In [1]:
from asr_dataset.police import BpcETL, AmbiguityStrategy
from asr_dataset.constants import Cluster
import librosa
import numpy as np
import pandas as pd

In [2]:
import logging
logging.getLogger('asr').setLevel(logging.DEBUG)

In [3]:
etl = BpcETL(Cluster.AI, 
    filter_inaudible=False, 
    filter_numeric=False, 
    filter_uncertain=False,
    ambiguity=AmbiguityStrategy.ALL)

In [4]:
data = etl.extract()

In [5]:
hop_len = 20 # ms
hop_sec = hop_len / 1000
sr = 16000 # hz
hop_sam = sr * hop_sec

In [6]:
data = data.assign(end = data['offset'] + data['duration'])
data = data.assign(start_frame = librosa.time_to_frames(data['offset'], sr=16000, hop_length=hop_sam),
                    end_frame = librosa.time_to_frames(data['end'], sr=16000, hop_length=hop_sam))        

In [7]:
# Make binary speech arrays
frame_speech = {}
n_frames = librosa.time_to_frames(30 * 60, sr=sr, hop_length=hop_sam)
for tup in data.itertuples():
    aud = tup.original_audio
    ts = tup.transcriber
    speech = frame_speech.get((aud, ts), np.zeros(n_frames))
    speech[tup.start_frame : tup.end_frame] += 1
    frame_speech[(aud, ts)] = speech

In [8]:
# Compute total speech and fleiss agreement score
n_annotators = {}
for aud, ts in frame_speech.keys():
    n_annotators[aud] = n_annotators.get(aud, 0) + 1

aud_speech = {}
for aud, ts in frame_speech.keys():
    speech = aud_speech.get(aud, np.zeros(n_frames))
    speech += frame_speech[(aud, ts)] > 0  #compare to 0 to avoid double-counting duplicate records
    aud_speech[aud] = speech

fleiss_agreement = {}
pct_agreement = {}
for aud in aud_speech.keys():
    speech = aud_speech[aud]
    na = n_annotators[aud]
    non_speech = na - speech
    assert((speech <= na).all())
    assert((speech >= 0).all())
    assert((non_speech >= 0).all())
    norm = 1 if na == 1 else (1. / (na * (na - 1)))
    fleiss = norm * (speech * (speech - 1) + non_speech * (non_speech - 1))
    pct = (speech - 1) * (speech > 0) + (non_speech - 1) * (non_speech > 0)
    fleiss_agreement[aud] = fleiss
    pct_agreement[aud] = pct

In [9]:
sum_agree = 0
len_agree = 0
sum_speech = 0
sum_pct = 0
for aud, arr in fleiss_agreement.items():
    sum_agree += arr.sum()
    sum_speech += aud_speech[aud].sum()
    sum_pct += pct_agreement[aud].sum()
    len_agree += len(arr)
avg_agree = sum_agree / len_agree
p_speech = sum_speech / len_agree
p_silence = 1 - sum_speech / len_agree
print(f'p_speech {p_speech:.3f}, p_nonspeech {p_silence:.3f}')

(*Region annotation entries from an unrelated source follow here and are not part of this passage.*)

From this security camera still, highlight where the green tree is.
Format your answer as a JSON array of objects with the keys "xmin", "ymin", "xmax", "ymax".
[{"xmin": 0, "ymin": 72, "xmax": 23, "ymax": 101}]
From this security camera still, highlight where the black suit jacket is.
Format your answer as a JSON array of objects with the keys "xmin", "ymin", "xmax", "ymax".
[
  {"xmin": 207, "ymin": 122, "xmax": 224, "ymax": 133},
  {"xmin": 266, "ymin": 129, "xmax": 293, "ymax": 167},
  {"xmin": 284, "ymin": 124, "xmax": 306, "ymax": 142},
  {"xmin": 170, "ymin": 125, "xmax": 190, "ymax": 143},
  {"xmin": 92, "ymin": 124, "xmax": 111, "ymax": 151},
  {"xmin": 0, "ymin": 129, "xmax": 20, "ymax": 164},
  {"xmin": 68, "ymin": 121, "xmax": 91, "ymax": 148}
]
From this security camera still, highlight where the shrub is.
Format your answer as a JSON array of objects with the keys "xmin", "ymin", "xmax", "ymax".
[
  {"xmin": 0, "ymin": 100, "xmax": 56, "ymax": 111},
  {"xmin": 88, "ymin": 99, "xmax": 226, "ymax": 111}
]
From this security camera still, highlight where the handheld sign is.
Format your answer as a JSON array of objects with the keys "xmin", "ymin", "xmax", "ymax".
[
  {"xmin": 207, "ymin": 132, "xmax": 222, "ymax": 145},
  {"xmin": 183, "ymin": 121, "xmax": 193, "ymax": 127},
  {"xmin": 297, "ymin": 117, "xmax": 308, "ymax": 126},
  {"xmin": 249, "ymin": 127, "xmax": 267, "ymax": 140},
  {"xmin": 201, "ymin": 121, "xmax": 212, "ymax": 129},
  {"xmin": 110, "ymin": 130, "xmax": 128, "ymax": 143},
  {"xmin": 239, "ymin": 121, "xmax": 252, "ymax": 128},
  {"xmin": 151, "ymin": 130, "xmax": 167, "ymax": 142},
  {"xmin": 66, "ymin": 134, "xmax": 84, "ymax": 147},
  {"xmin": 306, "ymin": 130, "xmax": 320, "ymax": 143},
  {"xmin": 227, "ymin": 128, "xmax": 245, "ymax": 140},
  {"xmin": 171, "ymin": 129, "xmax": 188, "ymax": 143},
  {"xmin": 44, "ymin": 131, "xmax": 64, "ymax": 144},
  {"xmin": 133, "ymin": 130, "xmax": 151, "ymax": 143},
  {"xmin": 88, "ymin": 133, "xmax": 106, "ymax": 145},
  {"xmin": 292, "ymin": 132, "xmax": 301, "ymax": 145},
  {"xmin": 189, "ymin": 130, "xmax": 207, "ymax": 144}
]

p_speech 0.286, p_nonspeech 0.714


In [10]:
var_prob = p_speech * p_speech + p_silence * p_silence

In [11]:
kappa = (avg_agree - var_prob) / (1 - var_prob)
print(f'Kappa {kappa:.3f}')
print(f'Pct Aggreement {sum_pct / len_agree :.3f}')

Kappa 0.203
Pct Aggreement 0.770


Fleiss Kappa (rough not universally accepted not context-independent) Rule of Thumb:

Kappa | Interpretation
--- | ---
< 0 | Poor
.01 - .20 | Slight
.21 - .40 | Fair
.41 - .60 | Moderate
.61 - .80 | Substantial
.81 - 1 | Almost Perfect